Hacker News new | ask | show | jobs
by tayo42 1705 days ago
Not sure if there's a better place to ask? But ill just try here. Curious about a design decision in the extstore. It seems to include a lot of extra stuff around managing writes and whats in memory and whats on disk. Why do you think this is better then just mmap-ing and letting the OS decide whats in memory using the fs cache and what pages are still disk?
1 comments

That's an excellent question; it turns out there are a _lot_ of semantics that the OS is covering up for you when using mmap. For instance (this may be fixed by now), but any process doing certain mmap syscalls locked access to any open mmap's in an OS. So some random cronjob firing could clock your mmap'ed app pretty solidly.

There are also wild bugs; if you google my threads on the LKML you'll find me trying to hunt down a few in the past.

Mainly what I'm doing with extstore is maintaining a clear line between what I want the OS doing and what I want the app doing: a hard rule that the memcached worker threads _cannot_ be blocked for any reason. When they submit work to extstore, they submit to background threads then return to dequeueing network traffic. If the flash disk hiccups for any reason it means some queue's can bloat but other ops may still succeed.

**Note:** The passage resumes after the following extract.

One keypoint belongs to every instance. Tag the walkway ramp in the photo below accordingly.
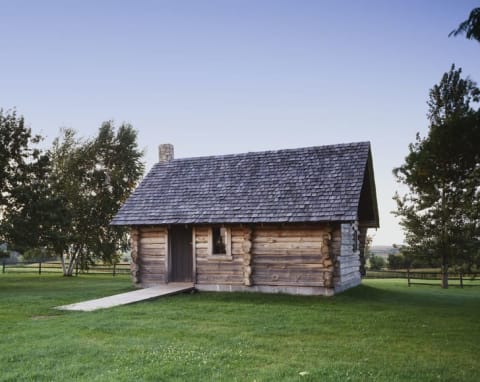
(129, 297)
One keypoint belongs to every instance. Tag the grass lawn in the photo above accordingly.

Further, by controlling when we defrag or drop pages we can be more careful with where writes to flash happen.

TLDR: for predictable performance. Extstore is also a lot simpler than it may sound; it's a handful of short functions built on a lot of design decisions instead of a lot of code building up an algorithm.

Interesting, makes sense. Thanks for the response! ill have to take a closer look at the code.
Everything that interacts with the disk is extstore.c, most of the wrapper code that glues memcached with extstore is storage.c. extstore.c has barely changed since I first wrote it; so there's not much maintenance overhead vs mmap anyway.
oh i see, nice, last commit was almost a year ago heh